Hyman was born and raised in Melville, New York. The son of Martin and Diane Hyman, he is the youngest of three siblings. His father Martin Hyman was executive vice president of Milgray Electronics. Hyman was educated on Long Island, graduating in 1985. He attended the University of Vermont from 1985 to 1989 and earned a bachelor's degree in Economics.
Hyman started his online career in online advertising sales at Wired Digital in San Francisco, California, where he was an active participant in the web's establishment of online advertising. While at Wired Digital he sold one of the first advertisements online and also created the first platform for pioneering e-commerce entities to advertise.
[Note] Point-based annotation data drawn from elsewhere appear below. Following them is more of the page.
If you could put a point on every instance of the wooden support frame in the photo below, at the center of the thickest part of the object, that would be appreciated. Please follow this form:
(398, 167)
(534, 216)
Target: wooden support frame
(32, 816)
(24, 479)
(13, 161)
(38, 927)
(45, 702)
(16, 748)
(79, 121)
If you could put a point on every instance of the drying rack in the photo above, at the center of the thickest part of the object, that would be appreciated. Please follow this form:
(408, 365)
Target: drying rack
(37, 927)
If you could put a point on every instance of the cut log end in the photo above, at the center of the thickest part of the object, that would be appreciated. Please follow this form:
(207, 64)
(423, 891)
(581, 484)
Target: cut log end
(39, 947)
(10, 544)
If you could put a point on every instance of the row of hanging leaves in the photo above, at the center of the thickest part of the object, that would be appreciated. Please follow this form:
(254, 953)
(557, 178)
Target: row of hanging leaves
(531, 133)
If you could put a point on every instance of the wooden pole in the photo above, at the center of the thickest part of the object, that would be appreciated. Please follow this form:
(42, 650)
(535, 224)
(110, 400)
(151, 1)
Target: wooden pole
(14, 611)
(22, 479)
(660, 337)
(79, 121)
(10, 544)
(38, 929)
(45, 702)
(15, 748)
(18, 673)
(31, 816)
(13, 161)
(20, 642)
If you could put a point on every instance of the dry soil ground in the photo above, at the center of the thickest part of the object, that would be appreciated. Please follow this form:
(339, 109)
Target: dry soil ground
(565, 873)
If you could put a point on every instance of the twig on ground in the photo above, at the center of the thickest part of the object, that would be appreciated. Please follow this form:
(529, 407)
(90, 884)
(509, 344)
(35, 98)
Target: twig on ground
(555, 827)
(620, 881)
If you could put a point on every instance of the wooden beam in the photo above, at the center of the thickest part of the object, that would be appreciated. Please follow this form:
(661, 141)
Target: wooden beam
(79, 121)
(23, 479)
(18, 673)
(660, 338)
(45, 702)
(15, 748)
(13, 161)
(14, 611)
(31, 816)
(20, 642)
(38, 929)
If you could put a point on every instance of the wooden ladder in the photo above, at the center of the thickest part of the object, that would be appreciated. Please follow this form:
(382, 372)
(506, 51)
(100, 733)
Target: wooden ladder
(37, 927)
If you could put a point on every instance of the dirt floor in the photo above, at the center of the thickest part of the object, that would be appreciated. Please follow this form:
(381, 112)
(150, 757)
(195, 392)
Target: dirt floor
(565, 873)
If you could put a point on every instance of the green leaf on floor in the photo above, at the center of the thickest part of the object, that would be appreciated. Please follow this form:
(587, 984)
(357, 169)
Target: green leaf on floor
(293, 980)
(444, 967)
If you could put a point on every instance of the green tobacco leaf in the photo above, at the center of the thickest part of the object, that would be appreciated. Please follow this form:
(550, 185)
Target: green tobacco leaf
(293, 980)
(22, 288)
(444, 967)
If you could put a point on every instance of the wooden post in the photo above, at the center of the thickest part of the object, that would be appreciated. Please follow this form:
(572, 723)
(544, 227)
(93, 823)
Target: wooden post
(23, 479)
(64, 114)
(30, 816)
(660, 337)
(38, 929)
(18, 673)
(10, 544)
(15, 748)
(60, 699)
From 1996 to 1999 Hyman worked as the senior vice president of sales and marketing at Sonicnet. From 1999 to mid-2000 he worked at MTV Interactive as the senior vice president of marketing, where he oversaw all marketing functions for MTV.com, VH1.com, Nickelodeon.com, and Sonicnet. Hyman was the voice-over announcer on the only television ads done in MTVi's and Sonicnet's history.[2]
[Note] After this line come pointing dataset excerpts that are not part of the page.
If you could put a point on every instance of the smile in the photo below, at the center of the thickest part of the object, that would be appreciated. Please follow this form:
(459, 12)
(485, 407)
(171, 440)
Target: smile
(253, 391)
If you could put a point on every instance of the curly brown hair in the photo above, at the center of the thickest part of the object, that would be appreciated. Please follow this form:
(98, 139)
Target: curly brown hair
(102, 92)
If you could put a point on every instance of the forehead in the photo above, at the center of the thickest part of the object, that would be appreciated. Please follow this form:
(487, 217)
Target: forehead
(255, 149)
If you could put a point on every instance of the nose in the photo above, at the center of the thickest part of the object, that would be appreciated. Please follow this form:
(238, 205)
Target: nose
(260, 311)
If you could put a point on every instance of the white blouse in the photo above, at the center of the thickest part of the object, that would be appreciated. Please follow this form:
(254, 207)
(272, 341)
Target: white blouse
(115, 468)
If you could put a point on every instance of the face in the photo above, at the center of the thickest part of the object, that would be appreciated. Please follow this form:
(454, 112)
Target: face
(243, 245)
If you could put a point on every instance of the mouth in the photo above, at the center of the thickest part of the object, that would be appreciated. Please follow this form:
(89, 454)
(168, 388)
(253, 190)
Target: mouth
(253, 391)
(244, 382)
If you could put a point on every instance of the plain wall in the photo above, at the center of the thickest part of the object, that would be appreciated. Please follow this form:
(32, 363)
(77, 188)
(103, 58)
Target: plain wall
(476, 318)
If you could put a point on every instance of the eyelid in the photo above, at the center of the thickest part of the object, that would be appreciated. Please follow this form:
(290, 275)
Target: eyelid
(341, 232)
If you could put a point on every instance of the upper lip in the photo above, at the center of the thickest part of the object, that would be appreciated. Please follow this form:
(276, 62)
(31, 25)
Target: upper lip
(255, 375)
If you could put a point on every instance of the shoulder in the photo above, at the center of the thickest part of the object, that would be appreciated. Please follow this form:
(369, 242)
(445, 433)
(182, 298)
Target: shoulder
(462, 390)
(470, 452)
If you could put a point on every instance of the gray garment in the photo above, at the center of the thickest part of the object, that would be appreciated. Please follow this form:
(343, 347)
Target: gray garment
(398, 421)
In 2000 Hyman created Gracenote and was its original president and CEO. There, he took fledgling compact disc identification technology (CDDB) and converted it into the world's largest music identification and music management company.[3] Hyman's efforts helped to drive Gracenote to become core plumbing for all MP3 players & encoders in hardware and software. Gracenote was sold to Sony for $260 million in 2008.[4]
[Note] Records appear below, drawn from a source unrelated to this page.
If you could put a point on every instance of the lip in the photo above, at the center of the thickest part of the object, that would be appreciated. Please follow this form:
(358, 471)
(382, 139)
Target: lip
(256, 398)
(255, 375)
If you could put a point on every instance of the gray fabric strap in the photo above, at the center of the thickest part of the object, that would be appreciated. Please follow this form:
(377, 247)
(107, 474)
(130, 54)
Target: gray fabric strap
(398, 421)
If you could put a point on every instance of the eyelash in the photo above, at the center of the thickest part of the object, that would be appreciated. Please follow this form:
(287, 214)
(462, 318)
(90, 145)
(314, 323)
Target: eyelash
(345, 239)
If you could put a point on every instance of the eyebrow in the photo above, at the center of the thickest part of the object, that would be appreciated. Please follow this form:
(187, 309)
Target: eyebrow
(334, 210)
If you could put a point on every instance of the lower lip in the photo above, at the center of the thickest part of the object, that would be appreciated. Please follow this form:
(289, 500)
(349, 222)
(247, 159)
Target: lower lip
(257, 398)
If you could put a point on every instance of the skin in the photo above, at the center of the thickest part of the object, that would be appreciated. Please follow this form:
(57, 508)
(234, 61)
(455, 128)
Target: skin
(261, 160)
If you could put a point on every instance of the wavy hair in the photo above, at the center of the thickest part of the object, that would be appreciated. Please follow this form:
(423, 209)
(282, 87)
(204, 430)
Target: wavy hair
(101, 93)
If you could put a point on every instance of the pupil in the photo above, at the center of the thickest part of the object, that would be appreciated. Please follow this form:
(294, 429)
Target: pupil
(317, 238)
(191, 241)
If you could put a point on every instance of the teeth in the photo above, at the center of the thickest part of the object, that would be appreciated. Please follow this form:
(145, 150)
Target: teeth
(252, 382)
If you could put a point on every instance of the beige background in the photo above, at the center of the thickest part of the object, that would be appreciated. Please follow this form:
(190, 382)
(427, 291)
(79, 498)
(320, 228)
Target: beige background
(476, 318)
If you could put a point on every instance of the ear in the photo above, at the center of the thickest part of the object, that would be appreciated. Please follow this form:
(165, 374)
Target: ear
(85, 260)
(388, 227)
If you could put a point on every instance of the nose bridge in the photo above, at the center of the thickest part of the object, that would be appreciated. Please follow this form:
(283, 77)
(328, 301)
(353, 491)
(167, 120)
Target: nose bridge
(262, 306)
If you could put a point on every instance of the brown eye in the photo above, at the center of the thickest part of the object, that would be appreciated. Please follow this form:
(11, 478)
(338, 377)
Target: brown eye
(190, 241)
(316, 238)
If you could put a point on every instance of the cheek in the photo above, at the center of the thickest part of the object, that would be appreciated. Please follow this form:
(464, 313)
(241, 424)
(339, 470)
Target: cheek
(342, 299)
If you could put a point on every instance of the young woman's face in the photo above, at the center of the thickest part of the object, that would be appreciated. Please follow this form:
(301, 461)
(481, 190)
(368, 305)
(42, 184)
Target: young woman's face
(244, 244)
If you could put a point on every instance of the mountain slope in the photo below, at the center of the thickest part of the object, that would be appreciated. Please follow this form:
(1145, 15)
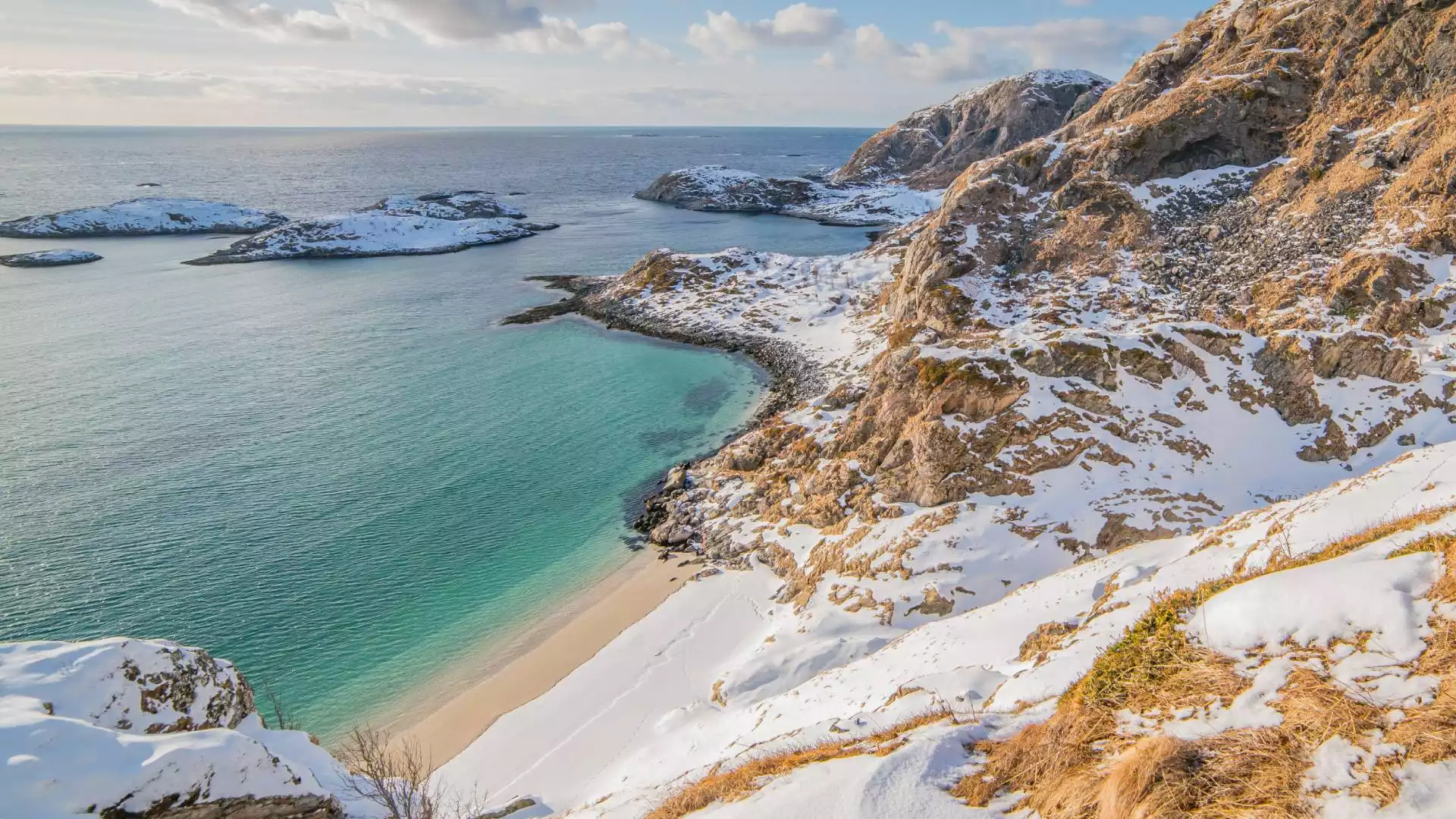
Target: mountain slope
(1225, 284)
(932, 146)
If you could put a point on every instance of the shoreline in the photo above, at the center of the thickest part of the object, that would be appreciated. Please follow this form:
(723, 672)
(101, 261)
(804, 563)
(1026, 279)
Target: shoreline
(535, 661)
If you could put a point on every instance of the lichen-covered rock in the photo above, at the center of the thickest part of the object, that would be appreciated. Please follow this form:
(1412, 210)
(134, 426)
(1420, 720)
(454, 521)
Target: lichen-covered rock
(146, 218)
(932, 146)
(397, 226)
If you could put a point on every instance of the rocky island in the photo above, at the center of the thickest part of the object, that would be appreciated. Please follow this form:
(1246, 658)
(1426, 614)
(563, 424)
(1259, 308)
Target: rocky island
(397, 226)
(894, 177)
(152, 216)
(50, 259)
(1122, 484)
(724, 190)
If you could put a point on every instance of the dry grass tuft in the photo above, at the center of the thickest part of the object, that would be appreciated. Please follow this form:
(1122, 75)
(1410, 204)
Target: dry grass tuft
(1076, 765)
(739, 783)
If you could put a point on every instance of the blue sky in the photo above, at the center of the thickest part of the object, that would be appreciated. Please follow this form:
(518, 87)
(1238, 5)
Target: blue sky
(541, 61)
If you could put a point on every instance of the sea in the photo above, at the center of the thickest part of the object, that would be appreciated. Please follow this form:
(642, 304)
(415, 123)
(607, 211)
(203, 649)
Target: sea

In 2005 Hyman founded MOG in Berkeley, California.[5]
In 2012, Hyman was CEO of Beats Music, the music subscription service created as an offshoot of Beats By Dre. Beats Music was subsequently sold to Apple along with Beats By Dre for $3 billion.[6]
In 2016 Hyman developed Blin.gy, the first augmented-reality mobile application enabling video segmentation, allowing anyone to superimpose their video or image into any video simply using their built-in mobile phone camera. There, he oversaw the development of a proprietary lightweight neural network to run on a mobile GPU with an inference engine trained to identify and separate humans from their background environments.
Blin.gy closed its operations in September 2017. Hyman wrote a eulogy to the company.[7]
In November 2018, Hyman launched Unagi Scooters on Kickstarter, generating $240,000 in revenue. Unagi has been praised as a quality portable electric scooter by numerous publications including The Verge,[8] Gizmodo,[9] and Endgadget.[10]
Hyman holds three patents: one in automatic meta-data sharing of existing media through social networking (US 7685132 B2[11]), another in automatic meta-data sharing of existing media (US 7979442 B2[12]), and a third in multiple-step identification of recordings (US 8468357 B2[13]).
He is a frequent speaker at conferences such as SXSW, CES and Midem. In 2008, he founded Musica Tecnomica, a regular gathering of music-focused innovators in San Francisco.[14]